Seeing that the METTL3-deficient group performed better than their counterparts, they replicated their results by transplanting bone marrow from genetically unaltered and METTL3-knockout models into two more groups of mice, inducing Alzheimer’s in all of them and having them perform the same tests. The mice who received bone marrow from the METTL3-knockout mice outperformed the ones who received it from wild-type models. Together, the results suggested that inhibiting METTL3 slowed Alzheimer’s progression, the researchers wrote.

Next, the team took a closer look at what was happening in the METTL3-deficient cells. Based on a previous study showing that a cellular process called microtubule acetylation might play a role in neurodegenerative disease, they compared the microtubules of wild-type macrophages to those without METTL3. The microtubules of METTL3 knockout cells had less acetylation than the ones in wild-type cells, along with lower expression of a key gene involved in the process, ATAT1. But further analyses showed that METTL3 didn’t directly impact ATAT1 expression, which meant the researchers must be missing a puzzle piece.  

More analyses of mRNA expression patterns revealed it. They found that under normal conditions, METTL3 regulates the expression of another gene, DNMT3A, through m6A methylation. This is carried out with the help of a reader protein, a type of protein that recognizes and binds to modified DNA or RNA—in this case, one that specifically recognizes mRNAs that have undergone m6A methylation. DMT3A expression increases ATAT1 expression, which leads to microtubule acetylation.

But without METTL3, there wasn’t enough reader protein activity for DMT3A to be expressed—thus inhibiting ATAT1 and microtubule acetylation. Further experiments showed that the lack of microtubule acetylation prompted the myeloid cells to enter the brain, where they matured into macrophages and destroyed the amyloid-beta plaques. This, in turn, improved the models’ cognition.

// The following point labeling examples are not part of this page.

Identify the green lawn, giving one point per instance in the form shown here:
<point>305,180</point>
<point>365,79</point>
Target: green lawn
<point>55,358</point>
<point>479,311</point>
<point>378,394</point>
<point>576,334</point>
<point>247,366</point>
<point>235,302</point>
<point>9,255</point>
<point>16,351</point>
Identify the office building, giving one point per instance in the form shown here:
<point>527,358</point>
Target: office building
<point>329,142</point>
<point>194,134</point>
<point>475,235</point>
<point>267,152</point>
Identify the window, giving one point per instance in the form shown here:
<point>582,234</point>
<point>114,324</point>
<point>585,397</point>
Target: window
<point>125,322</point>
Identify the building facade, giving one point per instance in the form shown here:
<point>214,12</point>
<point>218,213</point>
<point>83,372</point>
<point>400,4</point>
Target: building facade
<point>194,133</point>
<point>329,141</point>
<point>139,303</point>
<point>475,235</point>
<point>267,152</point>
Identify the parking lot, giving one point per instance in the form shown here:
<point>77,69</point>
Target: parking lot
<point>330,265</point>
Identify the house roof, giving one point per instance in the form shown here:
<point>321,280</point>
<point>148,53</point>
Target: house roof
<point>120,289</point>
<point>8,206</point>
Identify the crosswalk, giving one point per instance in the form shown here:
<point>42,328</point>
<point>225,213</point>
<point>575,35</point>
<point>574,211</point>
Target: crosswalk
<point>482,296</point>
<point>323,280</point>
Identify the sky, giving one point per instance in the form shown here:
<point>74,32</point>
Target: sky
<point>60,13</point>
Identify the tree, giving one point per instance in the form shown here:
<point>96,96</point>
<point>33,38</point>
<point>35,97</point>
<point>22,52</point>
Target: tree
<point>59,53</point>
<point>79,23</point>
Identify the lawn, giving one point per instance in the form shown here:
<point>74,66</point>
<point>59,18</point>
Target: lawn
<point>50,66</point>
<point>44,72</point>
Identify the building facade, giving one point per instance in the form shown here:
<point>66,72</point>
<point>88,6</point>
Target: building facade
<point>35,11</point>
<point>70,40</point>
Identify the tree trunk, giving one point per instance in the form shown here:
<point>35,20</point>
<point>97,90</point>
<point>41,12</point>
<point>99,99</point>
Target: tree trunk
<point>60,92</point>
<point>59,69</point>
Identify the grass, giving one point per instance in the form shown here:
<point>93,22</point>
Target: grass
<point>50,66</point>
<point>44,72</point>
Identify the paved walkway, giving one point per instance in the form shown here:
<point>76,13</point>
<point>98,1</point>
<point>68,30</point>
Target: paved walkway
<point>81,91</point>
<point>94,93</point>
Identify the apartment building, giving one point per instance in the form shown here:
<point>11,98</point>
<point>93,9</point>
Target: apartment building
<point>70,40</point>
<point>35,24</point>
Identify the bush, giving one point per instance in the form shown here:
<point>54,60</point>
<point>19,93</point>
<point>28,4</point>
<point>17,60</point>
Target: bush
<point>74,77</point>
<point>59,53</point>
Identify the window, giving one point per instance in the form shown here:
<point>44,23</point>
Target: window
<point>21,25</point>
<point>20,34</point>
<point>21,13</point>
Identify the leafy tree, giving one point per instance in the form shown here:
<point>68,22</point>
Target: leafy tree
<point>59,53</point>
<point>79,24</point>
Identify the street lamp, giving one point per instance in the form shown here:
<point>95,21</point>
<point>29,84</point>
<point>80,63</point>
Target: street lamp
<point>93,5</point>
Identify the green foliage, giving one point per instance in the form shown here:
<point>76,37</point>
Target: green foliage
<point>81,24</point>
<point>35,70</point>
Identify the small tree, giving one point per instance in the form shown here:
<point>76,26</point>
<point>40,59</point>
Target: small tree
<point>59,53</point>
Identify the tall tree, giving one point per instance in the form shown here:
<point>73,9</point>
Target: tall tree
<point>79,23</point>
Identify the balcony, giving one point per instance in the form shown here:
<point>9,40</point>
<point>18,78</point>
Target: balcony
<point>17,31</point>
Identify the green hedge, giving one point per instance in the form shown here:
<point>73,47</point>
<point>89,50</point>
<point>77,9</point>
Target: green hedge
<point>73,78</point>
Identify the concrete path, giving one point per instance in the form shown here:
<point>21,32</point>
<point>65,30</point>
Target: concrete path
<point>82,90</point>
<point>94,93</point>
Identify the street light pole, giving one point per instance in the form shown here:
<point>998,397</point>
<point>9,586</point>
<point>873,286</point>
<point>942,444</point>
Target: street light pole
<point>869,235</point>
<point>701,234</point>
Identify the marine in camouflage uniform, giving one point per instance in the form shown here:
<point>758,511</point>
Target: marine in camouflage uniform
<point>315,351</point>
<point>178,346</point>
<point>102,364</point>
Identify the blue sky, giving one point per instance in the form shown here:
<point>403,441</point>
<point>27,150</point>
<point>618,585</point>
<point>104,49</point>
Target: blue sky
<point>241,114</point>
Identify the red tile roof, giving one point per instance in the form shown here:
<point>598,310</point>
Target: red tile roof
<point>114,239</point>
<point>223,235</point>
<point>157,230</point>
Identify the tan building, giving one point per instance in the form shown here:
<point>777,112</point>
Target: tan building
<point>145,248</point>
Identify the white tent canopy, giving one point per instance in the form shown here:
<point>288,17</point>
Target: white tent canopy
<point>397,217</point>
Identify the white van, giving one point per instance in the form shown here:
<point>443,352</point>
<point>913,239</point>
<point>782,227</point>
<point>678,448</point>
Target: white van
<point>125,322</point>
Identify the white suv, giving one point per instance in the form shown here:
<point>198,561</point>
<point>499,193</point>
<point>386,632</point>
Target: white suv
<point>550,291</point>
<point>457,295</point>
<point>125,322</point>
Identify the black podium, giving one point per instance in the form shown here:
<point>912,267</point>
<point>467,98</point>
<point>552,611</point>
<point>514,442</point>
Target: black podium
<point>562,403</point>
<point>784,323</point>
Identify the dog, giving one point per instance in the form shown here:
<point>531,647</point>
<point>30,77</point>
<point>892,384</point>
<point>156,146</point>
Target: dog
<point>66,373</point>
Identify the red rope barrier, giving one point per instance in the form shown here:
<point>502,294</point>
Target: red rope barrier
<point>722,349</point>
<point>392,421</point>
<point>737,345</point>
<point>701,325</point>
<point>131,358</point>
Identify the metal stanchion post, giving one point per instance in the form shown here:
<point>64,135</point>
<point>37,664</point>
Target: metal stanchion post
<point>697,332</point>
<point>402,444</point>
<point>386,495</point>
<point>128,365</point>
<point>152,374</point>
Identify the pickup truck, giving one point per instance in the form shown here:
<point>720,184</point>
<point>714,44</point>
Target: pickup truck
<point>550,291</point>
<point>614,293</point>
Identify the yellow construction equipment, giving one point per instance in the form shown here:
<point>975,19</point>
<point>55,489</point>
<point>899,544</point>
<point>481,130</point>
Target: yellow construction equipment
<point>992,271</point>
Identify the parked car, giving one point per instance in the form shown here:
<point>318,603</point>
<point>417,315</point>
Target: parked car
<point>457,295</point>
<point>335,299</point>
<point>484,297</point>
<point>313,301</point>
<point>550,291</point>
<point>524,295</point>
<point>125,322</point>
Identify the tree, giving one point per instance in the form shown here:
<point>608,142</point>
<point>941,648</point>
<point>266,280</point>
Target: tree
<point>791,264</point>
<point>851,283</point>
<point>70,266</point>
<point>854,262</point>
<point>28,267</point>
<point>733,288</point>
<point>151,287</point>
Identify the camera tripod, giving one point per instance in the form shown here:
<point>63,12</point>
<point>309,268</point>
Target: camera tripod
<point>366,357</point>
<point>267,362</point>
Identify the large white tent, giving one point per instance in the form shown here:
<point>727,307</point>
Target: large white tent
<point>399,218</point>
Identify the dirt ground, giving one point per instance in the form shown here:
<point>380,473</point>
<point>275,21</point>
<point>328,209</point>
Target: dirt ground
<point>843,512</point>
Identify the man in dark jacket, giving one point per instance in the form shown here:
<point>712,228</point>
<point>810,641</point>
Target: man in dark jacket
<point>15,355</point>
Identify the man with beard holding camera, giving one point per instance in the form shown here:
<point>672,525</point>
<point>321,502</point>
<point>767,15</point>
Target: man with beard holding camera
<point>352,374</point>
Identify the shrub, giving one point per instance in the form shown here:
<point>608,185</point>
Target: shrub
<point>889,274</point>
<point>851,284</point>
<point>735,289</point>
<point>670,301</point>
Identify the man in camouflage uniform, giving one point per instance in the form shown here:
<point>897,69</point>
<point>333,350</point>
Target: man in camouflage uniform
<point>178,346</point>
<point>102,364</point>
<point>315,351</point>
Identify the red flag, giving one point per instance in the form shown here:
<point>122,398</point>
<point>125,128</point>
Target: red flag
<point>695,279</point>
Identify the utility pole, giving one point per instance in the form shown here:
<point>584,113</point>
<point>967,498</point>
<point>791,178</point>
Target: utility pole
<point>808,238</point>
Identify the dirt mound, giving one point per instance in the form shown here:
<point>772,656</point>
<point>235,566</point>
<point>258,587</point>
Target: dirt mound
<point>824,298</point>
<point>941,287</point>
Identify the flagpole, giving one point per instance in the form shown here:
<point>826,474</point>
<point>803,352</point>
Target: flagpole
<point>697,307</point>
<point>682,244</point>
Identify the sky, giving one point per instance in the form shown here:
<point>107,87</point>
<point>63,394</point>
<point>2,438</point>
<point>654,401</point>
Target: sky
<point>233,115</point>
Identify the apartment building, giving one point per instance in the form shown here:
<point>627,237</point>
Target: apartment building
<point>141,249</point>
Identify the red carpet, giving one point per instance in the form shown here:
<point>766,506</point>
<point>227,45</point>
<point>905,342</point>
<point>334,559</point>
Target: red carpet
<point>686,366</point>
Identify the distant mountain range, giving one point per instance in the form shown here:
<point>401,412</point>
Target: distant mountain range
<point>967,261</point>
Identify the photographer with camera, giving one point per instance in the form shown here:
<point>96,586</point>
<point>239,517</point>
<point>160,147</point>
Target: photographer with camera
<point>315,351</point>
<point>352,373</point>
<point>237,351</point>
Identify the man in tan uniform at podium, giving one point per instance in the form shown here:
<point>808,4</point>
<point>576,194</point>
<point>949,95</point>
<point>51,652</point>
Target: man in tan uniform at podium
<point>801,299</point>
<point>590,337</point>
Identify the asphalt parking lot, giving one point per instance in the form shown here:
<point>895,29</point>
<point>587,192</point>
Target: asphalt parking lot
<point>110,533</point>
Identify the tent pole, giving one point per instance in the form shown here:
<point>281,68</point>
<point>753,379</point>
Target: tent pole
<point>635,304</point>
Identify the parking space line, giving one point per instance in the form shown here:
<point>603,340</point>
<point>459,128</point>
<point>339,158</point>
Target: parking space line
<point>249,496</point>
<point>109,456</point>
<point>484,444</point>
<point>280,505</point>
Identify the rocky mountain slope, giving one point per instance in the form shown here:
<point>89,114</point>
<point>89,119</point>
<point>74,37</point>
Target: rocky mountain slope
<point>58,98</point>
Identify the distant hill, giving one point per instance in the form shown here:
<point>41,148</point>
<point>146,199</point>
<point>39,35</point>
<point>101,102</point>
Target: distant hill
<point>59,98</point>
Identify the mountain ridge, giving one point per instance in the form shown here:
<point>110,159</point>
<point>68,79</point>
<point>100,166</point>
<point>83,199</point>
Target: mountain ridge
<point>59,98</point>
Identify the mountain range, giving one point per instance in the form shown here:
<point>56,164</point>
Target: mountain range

While the complex mechanism leaves many open questions, it does suggest that targeting m6A methylation could be a route for treating Alzheimer’s disease. Given that mRNA methylation is an important process for gene regulation, future research would need to figure out where along the pathway they could intervene without causing side effects.

The road to treating Alzheimer’s has been paved with failures, though there have been a couple of recent wins. In the few years, the FDA has approved two drugs for early, mild disease. Both are monoclonal antibodies, both were developed by Biogen and Eisai, and neither is without controversy. Aducanumab, trade name Aduhelm, got the FDA green light in June 2021 despite concerns that there wasn’t enough evidence that it worked, while lecanemab, or Leqembi, was approved this past January with still-unanswered questions about its safety.